Saturday, October 8, 2016

Thermostatic vs Pressure Showers: Saving Phoenix Shower Plumbing Since the Beginning

Phoenix Shower Plumbing
Phoenix Shower Plumbing
Previously, hopping around in the shower was not rare at all when anyone else in a home was using cold water. The cold water use elsewhere in the house would create a pressure drop in the cold water system. This new imbalance would lead to an unexpected decrease in the cold water pressure, raising the water temperature.

In the early 1900s, two-handled shower valves were the norm for Phoenix shower plumbing and contributed to thermal shock and scalding incidents on a regular basis. To change this, some manufacturers released single-handled shower valves. First designs of these valves lacked maximum temperature limit stops, and few had pressure compensation.

In 1973, the American Society of Sanitary Engineering (ASSE) came out with the 1016 standard to create the requirements for showers hoping to reduce the risk of thermal shock and scalding. The standard required a maximum temperature limit stop of 120 F.
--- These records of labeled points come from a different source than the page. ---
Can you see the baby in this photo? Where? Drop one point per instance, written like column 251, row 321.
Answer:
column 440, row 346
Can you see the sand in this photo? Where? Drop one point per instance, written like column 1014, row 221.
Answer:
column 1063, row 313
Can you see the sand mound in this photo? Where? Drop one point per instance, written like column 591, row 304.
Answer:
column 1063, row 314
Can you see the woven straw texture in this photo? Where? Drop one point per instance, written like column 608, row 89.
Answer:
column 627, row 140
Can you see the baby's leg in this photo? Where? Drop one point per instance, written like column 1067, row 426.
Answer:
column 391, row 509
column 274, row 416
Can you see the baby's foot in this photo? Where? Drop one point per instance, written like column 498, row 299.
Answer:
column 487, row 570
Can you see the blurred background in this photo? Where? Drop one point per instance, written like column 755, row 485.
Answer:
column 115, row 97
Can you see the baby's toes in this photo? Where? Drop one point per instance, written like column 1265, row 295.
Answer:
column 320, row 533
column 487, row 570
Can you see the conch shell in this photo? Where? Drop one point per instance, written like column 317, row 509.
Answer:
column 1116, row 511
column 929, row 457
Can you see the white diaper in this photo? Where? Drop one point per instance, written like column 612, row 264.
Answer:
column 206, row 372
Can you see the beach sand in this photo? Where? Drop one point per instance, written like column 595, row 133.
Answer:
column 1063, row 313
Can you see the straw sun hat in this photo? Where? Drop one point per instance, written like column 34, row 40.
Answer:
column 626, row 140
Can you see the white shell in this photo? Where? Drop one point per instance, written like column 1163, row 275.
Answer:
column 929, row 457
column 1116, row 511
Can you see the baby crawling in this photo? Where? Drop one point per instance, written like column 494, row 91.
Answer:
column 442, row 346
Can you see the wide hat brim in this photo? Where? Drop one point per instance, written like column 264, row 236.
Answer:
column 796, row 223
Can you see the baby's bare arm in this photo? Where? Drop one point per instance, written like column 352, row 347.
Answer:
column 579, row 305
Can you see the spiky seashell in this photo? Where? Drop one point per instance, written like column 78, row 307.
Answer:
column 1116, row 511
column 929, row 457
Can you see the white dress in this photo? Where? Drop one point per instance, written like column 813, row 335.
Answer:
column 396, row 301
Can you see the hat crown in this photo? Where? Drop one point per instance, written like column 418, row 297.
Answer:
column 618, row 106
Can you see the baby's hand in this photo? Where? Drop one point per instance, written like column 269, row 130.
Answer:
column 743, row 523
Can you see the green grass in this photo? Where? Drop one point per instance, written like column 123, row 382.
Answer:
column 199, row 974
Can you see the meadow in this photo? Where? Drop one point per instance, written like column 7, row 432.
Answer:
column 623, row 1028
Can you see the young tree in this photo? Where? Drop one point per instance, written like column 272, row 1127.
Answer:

Thermal shock and scalding can occur without difficulty with Phoenix shower plumbing

. Protecting yourself against them is one of the most important things you can do for your home, especially if you have kids. Installing anti-scald devices in your shower is a way to start protecting yourself. The two primary types are pressure-balance valves and thermostatic valves.

Phoenix Shower Plumbing
Phoenix Shower Plumbing
Pressure balance valves run by sensing the pressure ratio of the hot and cold water the pipes are receiving rather than the actual water temperature.

A pressure balance shower control is composed of one handle that controls both the amount and the temperature of the water coming out. 

A large advantage of pressure balance, rather than thermostatic, is the cost; pressure balance showers are more cost-efficient.

A thermostatic shower keeps the temperature stable. Thermostatic valves sense water temperature and releases both the hot and cold, mixing them, to create the ideal temperature.

Thermostatic showers are safer for kids, who are more at risk of shower scalds, thanks to their ability to maintain a constant temperature. They’re also better for the lazy who don’t want to use the effort messing with the handles to get the right water temperature.